Sıcak , kavurucu bir yaz günüydü , Ebru her zaman ki gibi kendini eve kapatmış , kulaklığını takmış son ses müzik dinlerken teknoloji dergilerine bakınıyordu. Ebru diğer kızlara göre biraz hatta oldukça farklıydı , ne alışveriş ilgisini çekerdi ne de moda... Kendine kapanık hiç arkadaş edinmeyen yalnız , günümüzde asosyal olarak algılanan bir kızdı. Belki bunun sebebi 2 yıl önce kaybettiği babasıydı. O gün farklı bir şey oldu yoğun işlerinden dolayı onunla hiç ilgilenemeyen annesi yanına geldi ve kızına :
'' Seninle konuşmak istiyorum Ebru. '' dedi. Ebru annesinin sesini duyduğu halde duymuyormuş gibi yapıp müzik dinlemeye devam etti. Bir süre sonra annesi dayanamayıp kulaklığı kulağından çıkardı ve onunla konuşmak istediğini tekrar söyledi.
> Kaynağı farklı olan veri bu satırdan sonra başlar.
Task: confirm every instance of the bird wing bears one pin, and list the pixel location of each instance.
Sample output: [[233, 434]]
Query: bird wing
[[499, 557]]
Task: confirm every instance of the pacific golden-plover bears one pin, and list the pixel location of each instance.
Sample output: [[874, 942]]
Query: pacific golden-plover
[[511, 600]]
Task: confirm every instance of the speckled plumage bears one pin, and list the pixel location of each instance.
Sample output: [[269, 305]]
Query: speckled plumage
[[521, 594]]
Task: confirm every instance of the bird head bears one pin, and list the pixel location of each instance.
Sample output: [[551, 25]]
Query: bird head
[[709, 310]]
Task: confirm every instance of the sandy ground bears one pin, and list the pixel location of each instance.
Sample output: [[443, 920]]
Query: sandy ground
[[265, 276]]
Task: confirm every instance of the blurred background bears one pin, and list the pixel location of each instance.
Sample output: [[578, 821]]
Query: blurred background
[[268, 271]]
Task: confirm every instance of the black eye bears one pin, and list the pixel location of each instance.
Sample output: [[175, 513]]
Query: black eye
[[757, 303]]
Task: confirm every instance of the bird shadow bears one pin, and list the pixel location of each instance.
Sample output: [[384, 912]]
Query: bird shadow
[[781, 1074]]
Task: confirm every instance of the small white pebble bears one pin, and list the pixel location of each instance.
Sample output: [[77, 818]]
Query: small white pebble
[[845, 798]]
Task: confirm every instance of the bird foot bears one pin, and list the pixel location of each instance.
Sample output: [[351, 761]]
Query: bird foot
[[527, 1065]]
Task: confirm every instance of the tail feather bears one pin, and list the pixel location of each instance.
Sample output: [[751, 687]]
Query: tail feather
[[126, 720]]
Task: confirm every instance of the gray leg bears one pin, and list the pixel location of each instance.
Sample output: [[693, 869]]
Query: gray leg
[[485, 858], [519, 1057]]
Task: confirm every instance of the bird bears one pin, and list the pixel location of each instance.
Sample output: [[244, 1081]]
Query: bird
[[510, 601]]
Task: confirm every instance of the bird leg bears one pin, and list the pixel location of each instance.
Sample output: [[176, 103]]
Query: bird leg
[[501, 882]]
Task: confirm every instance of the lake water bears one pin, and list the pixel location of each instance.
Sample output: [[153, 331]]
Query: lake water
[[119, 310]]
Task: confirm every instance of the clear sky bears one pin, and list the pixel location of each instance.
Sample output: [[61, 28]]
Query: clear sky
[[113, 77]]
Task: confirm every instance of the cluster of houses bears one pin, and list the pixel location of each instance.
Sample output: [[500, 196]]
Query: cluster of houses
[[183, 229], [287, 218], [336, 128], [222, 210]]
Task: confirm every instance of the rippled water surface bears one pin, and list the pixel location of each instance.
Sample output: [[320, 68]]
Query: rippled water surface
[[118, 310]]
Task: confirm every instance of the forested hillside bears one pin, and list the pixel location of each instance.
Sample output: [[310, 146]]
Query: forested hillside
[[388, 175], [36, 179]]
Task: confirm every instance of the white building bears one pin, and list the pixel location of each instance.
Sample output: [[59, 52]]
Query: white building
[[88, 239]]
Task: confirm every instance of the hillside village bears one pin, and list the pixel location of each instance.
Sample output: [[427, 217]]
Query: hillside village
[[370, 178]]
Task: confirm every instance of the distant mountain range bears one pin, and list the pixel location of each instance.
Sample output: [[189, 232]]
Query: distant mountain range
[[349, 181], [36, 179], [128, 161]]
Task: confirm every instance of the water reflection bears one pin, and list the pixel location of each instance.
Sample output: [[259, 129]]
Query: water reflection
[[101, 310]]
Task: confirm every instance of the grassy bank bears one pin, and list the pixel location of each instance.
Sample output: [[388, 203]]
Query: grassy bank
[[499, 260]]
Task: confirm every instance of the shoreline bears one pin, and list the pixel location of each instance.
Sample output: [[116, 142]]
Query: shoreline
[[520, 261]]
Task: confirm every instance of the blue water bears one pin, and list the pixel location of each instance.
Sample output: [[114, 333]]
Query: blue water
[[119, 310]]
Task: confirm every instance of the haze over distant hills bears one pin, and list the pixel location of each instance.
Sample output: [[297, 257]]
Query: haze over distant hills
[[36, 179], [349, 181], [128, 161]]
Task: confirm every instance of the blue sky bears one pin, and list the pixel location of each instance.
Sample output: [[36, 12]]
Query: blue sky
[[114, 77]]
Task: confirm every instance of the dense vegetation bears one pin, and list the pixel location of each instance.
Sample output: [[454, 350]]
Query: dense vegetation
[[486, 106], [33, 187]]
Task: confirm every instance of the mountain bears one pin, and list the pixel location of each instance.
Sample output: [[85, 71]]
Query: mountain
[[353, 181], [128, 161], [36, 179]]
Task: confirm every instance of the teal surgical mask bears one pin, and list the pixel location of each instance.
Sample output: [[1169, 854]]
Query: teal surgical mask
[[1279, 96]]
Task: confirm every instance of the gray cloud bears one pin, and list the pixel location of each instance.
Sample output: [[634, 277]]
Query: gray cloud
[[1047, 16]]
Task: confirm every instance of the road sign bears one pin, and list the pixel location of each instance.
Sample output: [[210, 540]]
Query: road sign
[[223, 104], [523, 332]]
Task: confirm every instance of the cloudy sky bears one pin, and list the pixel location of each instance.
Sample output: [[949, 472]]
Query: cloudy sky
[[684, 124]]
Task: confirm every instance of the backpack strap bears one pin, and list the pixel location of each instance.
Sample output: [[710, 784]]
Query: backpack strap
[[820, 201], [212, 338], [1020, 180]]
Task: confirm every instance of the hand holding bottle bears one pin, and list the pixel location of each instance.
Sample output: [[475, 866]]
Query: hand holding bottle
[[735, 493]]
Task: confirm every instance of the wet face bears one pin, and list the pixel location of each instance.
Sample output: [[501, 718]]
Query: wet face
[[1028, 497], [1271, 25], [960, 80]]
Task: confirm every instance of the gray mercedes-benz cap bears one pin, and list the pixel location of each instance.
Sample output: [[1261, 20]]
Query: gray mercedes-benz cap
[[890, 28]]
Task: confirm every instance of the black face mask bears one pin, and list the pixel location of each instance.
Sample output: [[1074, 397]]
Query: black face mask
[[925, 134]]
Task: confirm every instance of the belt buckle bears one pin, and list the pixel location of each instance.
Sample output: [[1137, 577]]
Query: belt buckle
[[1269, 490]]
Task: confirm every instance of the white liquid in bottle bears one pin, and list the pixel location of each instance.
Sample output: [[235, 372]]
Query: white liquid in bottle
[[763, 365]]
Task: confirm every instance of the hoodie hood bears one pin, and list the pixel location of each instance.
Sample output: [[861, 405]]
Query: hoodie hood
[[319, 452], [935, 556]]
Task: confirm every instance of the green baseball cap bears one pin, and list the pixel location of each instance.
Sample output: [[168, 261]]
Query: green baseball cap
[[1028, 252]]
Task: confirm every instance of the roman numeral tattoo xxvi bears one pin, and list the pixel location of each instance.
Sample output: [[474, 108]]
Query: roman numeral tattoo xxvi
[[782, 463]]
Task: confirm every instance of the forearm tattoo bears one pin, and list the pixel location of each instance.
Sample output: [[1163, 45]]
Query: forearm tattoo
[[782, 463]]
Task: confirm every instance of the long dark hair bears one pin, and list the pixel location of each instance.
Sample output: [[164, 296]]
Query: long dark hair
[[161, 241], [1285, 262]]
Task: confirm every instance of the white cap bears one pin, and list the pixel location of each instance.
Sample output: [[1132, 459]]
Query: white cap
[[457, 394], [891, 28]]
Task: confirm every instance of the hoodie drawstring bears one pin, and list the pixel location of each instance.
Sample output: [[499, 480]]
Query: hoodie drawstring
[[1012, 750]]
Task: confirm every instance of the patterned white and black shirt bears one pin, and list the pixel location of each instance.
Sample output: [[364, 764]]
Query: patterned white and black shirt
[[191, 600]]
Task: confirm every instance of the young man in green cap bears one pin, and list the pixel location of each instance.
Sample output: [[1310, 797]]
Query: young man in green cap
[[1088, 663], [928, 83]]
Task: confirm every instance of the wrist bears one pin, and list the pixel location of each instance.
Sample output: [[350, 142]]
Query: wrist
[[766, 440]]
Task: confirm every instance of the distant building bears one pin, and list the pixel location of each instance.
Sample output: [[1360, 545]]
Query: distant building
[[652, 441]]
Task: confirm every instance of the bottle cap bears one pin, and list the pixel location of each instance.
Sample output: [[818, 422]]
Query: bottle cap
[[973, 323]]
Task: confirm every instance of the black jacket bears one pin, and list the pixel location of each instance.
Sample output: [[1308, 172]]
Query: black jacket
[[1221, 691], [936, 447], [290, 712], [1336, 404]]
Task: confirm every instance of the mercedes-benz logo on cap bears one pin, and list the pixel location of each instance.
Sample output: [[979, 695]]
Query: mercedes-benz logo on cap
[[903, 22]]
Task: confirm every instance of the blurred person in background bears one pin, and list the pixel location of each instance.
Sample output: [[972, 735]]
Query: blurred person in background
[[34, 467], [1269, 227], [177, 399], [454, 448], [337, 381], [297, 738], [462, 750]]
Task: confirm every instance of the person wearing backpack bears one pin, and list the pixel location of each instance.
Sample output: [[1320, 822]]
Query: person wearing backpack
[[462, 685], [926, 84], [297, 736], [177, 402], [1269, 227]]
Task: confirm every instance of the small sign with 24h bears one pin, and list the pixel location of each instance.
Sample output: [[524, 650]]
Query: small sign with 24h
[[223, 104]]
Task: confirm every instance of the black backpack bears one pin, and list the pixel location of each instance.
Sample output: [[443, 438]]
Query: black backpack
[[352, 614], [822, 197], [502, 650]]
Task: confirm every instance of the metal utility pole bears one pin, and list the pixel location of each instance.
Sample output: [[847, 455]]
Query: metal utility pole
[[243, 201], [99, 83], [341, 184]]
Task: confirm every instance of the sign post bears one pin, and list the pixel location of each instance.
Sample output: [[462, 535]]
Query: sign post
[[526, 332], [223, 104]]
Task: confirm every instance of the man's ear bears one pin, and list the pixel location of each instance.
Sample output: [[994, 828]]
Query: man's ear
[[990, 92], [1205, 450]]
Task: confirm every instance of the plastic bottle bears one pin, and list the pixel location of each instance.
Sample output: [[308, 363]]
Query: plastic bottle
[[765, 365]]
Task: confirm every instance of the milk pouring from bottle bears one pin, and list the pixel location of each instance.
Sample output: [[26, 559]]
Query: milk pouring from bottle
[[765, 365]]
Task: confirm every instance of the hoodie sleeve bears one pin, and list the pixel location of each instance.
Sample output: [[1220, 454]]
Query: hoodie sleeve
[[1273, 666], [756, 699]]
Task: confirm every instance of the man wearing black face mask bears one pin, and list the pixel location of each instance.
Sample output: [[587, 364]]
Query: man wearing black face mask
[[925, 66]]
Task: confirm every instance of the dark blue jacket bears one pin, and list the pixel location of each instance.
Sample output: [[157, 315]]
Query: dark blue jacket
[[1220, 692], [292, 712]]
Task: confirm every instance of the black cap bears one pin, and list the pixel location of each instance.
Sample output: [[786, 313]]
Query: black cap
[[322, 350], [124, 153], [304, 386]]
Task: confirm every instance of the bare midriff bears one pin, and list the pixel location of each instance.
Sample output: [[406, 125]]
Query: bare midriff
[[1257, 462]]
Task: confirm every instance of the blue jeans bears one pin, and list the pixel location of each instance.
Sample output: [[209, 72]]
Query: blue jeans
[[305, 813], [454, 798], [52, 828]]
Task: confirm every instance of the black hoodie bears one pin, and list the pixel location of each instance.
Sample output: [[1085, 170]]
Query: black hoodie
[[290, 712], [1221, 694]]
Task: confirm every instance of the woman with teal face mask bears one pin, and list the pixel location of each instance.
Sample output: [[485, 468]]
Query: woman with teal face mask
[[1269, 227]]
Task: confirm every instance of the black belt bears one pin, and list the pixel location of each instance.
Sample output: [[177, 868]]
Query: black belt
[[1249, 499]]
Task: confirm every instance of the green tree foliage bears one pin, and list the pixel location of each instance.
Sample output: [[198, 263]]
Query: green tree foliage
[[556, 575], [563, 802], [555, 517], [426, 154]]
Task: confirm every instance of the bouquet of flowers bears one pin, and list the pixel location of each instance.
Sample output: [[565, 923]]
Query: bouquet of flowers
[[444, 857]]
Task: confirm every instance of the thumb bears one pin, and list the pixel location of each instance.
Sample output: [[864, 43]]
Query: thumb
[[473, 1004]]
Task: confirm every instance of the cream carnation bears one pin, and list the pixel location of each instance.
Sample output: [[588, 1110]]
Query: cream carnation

Ebru halsiz bir şekilde :
'' Ne oldu , ne konuşmak istiyorsun benimle ? '' diye karşıladı annesini , oysa annesi onda hoş tavırlar bekliyordu ama annesi bunu belli etmedi ve devam etti :
'' Kızım neden böyle yapıyorsun ? Hep evdesin biraz gez , çık , dolaş , eğlen neden eve tıkılıp kaldın? '' Ebru sinirlenerek :
'' Benim hayatım benim yaşamım sen bana karışamazsın! '' diyerekten uzun bir süreden sonra evden çıkıp güneşe kendini gösterdi. Dışarı çıkmıştı ancak hala yalnızlığını koruyordu sadece kendisinin bildiği yerlere gidip en iyi yaptığı işi yapıyordu , şarkı söylüyordu... Ebru'nun normal insanlara kıyasla inanılmaz bir sesi vardı narin bir serçe mi desek yoksa şakıyan bir bülbül mü? Sesini kontrol edişi tonlamaları yapışı da cabası... Ebru'nun en büyük hayali yurt dışında ki yetenek yarışmasına katılmak ancak annesi bu olaya pek iyi bakmıyor çünkü evi tek başına geçindirdiği için bu işe imkanları yetmiyordu... Ebru kendi kendine şarkı söylerken bir anda bir çalı sesi duydu ve gözlerini açtığında karşısında gördüğü kişi genç bir çocuktu , gizlice onu izliyordu. Ebru bunu farkedince hemen çocuğun yanına gidip :
'' Ne yaptığını sanıyorsun sen ? '' diyerek bağırdı bir anda. Çocuk ne diyeceğine bilemedi şaşkınlık ve korku içinde :
'' Yoldan geçerken sesini duydum ve merak ettim seni görünce de yanına gelip tebrik edicektim ama bitirmeni beklemem gerektiğini düşündüm , gerçekten! '' Ebru bu söylenenleri umursamadan :
'' Senin bu yaptığın sapıklığa girer , bir daha karşıma çıkma! '' dedi. Çocuk bir anda Ebru'nun kolunu tuttu ve :
'' Evet haklısın bunu yapmam gerekti , sana kendimi affettirmem gerekir değil mi? Mesela bir yerler de bir şeyler içebiliriz , ne dersin? '' Ebru alaycı bir biçimde :
'' Haha! Sen bu ucuz sözcüklerle beni tavlayacağını mı sandın? Sersem! '' der ve tam koşacakken çocuk bir daha kolunu tutar ve :
'' Bari bana ismini söyle , bu kadarını biliyim lütfen. '' dedi. Ebru sinirli bir biçimde :
'' Ebru tamam mı benim adım Ebru? Artık peşimi bırakabilirsin! '' dedi ve koşarak evine geri döndü.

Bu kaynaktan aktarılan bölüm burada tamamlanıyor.